Anyway, an alternative, or perhaps supplementary, explanation occurred to me today. It may be a bit new-agey and holistic, or is it just brutally biological, I don’t know. But whichever it is, I stand by it. It seems to explain why I’ll consume the juice but not the steak.
Carl Sagan told us that we are all made of star dust, and how deep and inspirational that is. But other perspectives are possible too. One comes from an African philosopher – Simba the Lion King. He reminded us that we are all part of the circle of life. Put bluntly, while from one perspective we are made of the remains of dead stars, from another we are made of the remains of dead animals and plants. And however vegetarian or even vegan we may be, we are still made of both. Because there is no food chain with a top and a bottom, there is only a food cycle. Even Lions and Tyrannosaurs become food for worms and bacteria, fungi and plants. Plants are part animal juice and animals are part plant juice.

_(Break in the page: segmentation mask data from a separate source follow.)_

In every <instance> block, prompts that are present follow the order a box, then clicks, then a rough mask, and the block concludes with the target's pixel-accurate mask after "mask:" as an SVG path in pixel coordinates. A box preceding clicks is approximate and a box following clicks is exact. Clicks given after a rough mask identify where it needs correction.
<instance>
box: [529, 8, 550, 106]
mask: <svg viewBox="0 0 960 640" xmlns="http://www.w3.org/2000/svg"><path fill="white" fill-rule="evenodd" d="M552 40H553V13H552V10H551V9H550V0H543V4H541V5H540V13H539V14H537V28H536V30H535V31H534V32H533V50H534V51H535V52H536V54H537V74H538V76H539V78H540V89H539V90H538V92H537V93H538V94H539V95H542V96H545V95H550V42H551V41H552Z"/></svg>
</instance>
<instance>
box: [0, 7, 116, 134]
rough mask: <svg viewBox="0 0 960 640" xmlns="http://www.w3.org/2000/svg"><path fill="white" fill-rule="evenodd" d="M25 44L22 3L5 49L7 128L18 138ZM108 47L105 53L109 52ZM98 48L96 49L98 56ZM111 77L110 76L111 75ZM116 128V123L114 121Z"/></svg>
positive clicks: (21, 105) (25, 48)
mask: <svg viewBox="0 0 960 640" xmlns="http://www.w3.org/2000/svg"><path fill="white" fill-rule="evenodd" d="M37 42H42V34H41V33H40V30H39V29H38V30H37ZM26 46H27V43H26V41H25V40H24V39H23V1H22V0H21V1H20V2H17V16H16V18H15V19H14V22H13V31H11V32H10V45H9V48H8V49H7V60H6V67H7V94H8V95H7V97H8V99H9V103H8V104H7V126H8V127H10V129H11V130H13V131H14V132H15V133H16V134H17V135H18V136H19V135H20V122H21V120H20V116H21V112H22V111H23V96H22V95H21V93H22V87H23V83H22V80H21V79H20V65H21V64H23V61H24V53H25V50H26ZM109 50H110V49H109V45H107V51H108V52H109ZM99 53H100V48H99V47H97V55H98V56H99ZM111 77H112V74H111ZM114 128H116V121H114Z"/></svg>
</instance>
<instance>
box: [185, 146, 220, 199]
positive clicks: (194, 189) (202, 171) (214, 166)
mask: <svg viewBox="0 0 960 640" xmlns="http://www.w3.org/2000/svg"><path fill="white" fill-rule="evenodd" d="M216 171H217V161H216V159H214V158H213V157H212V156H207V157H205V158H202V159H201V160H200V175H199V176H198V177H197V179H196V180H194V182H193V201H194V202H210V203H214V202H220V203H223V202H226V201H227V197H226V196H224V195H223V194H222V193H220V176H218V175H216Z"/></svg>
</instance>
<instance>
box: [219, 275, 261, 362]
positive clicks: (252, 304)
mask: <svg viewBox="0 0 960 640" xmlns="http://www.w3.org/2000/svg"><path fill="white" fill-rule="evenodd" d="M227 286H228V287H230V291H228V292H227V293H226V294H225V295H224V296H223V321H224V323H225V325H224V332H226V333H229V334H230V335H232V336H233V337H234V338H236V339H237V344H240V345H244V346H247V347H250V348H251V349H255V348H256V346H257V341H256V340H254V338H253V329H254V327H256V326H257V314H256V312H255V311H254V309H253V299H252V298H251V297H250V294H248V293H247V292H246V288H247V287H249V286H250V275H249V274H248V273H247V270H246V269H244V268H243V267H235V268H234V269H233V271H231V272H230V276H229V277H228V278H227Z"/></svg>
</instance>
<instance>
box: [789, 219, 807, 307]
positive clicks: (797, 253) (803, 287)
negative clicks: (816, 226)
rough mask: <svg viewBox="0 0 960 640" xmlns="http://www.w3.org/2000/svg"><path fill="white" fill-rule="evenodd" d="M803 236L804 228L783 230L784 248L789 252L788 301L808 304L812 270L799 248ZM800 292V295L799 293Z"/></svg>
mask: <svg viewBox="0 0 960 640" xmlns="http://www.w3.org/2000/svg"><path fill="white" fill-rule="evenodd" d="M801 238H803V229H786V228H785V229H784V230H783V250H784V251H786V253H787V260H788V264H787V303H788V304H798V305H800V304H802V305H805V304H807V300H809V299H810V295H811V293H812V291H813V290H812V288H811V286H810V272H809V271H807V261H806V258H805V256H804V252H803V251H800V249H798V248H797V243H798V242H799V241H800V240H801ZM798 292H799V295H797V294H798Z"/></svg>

So when I eat a pear or a nut I am also feasting on the bodies of long-dead kangaroos, rabbits, mice, dingos and wild cats and dogs. And also on the bodies of long-dead people.
Not only do we all eat the remains of people and animals. We also breathe them. The air is full of small particles of organic matter, each molecule of which has probably been part of the body of a long chain of living organisms – plant, animal, fungi, bacteria, whatever, over the billion or so years since organic chemistry really took off on this planet.
And of course we are breathing in loads of dust with every breath, which they tell us is mostly discarded human skin.
Now this doesn’t mean that I regard all consumption as identical, either in an ethical or an aesthetic sense. I have no immediate plans to become a direct cannibal, or any other sort of direct carnivore. I have aesthetic objections to both and ethical objections to most carnivorous opportunities that are presented to me. I won’t start eating steaks simply because I have come to dislike the thought of chewing on flesh, because every bite would remind me that this animal had been imprisoned for life and finally killed for my benefit.
That would not be the case if the animal had been shot in the wild, or raised on a happy farm (I picture the farm in Charlotte’s Web) and humanely slaughtered there rather than undergoing gruelling transport to an abattoir. But since almost all meat in our society does not meet that standard, I have come inevitably to associate the texture of meat with that spectre of life imprisonment and execution. So unfortunately, I could not even eat a humanely culled wild kangaroo or Wilbur the pig from the idyllic-sounding farmyard in Charlotte’s web. I doubt I could even eat road-kill, which would be the most defensible of all choices. Just because of the texture and what it reminded me of.
But there is none of that involved in consuming the juice of a steak, especially when combined with zucchini and mushrooms. One does not have to chew it or slice it. There is no tearing and ripping involved. One’s only obstacle to consuming those steak-cooked mushrooms is the potential to think ‘Oh no, this was cooked in the remains of a cow!‘ But since my epiphany of this morning, all I need do is remind myself that everything I eat is made of the remains of animals, including people. So why be squeamish?